Partenza elegante e smussata, ma l’inquietudine dei tempi correnti produsse un singolare concerto alle Officine Nardi, con Lysy che sfoderava il suo violino Guarnieri per il commndator Silvio, che allora era uno dei cosidetti “padroni” della città. Un “capitalista”, come si diceva,  che patteggiava coi suoi operai portandogli un po’ di musica aristocratica: Purcell, Rameau, Haydn, Vivaldi. Se non altro qualcosa di meno drammatico e urtante di quello che proponeva allora Luigi Nono nelle fabbriche lombarde. 

Per rievocare il senso di vicende così lontane da noi i cui protagonisti sono tutti scomparsi e la memoria delle generazioni più recenti non ha elementi per ripristinare l’ottica delle immagini, bisogna ricorrere a un libro di memorie scritto da un grande protagonista delle vicende sociali, civili e artistiche del territorio tifernate, il senatore Venanzio Nocchi, tra i più giovani sindaci tifernati, per decenni sostenitore e parte integrante del Festival, fino alla traumatica rottura del rapporto.

Lo conoscemmo come Gabrio, quando frequentava il corso di canto della signora Ongaro al Morlacchi di Perugia. Era una voce di basso, imponente, maestosa,   che tuonava nella aula di canto che noi chiamavamo “la tomba” per la sua assenza di finestre. Prometteva molto bene quando “ululava” le congeniali arie del “Simon Boccanegra” e de l“Don Carlo” di Verdi. Ma la politica ebbe il sopravvento. 

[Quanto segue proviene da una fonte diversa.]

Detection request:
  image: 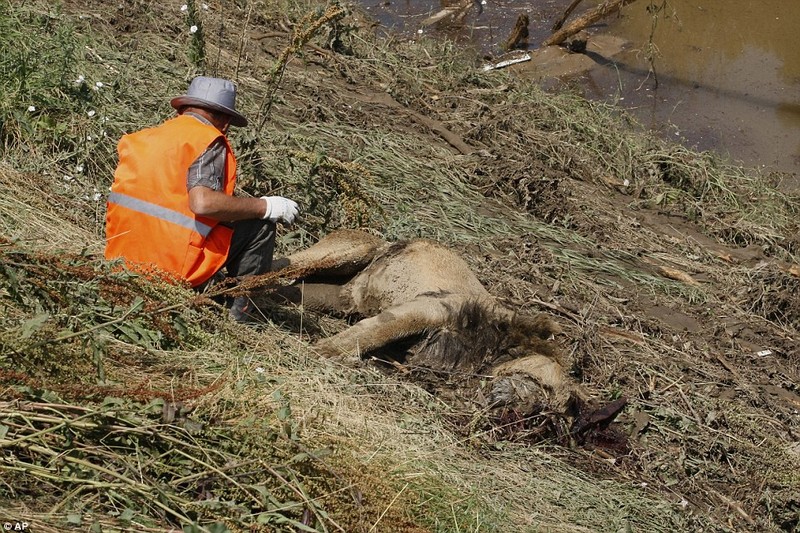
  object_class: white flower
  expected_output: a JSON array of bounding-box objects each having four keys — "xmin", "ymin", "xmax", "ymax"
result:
[
  {"xmin": 255, "ymin": 367, "xmax": 265, "ymax": 373},
  {"xmin": 94, "ymin": 81, "xmax": 104, "ymax": 91},
  {"xmin": 87, "ymin": 135, "xmax": 93, "ymax": 141},
  {"xmin": 63, "ymin": 175, "xmax": 74, "ymax": 182},
  {"xmin": 180, "ymin": 4, "xmax": 188, "ymax": 11},
  {"xmin": 87, "ymin": 110, "xmax": 96, "ymax": 117},
  {"xmin": 76, "ymin": 74, "xmax": 85, "ymax": 84},
  {"xmin": 93, "ymin": 191, "xmax": 102, "ymax": 202},
  {"xmin": 27, "ymin": 105, "xmax": 36, "ymax": 112},
  {"xmin": 189, "ymin": 25, "xmax": 198, "ymax": 34},
  {"xmin": 417, "ymin": 29, "xmax": 423, "ymax": 34},
  {"xmin": 202, "ymin": 3, "xmax": 208, "ymax": 9},
  {"xmin": 76, "ymin": 164, "xmax": 84, "ymax": 173}
]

Ora, sfogliando alcune pagine del suo cospicuo volume di memorie, dal titolo emblematico di “Pensieri all’inizio del tramonto”,  nelle oltre cinquecento pagine di memorie  politiche e di riflessioni sociali legate  alla classe operaia da cui Nocchi si sentiva provenire, ce ne sono non poche dedicate al Festival, dalle origini, al suo sviluppo, alle sue crisi e al definitivo distacco che segnò per sempre la vita di questo grande personaggio della storia tifernate. Chi le vorrà sfogliare troverà conferme su nomi e circostanze già esposte, ma potrà cogliere l’amore e l’entusiasmo per una creatura che poi, con rammarico, si è visto sfuggire.   Al di là delle beghe e delle controversie inevitabili in una piccola comunità dove tutti si conoscono, ma non tutti si amano, sarà bene che il Festival, e questo sarà compito della Presidente Polidori, ritrovi una unitarietà  proprio sondando il suo ricco passato.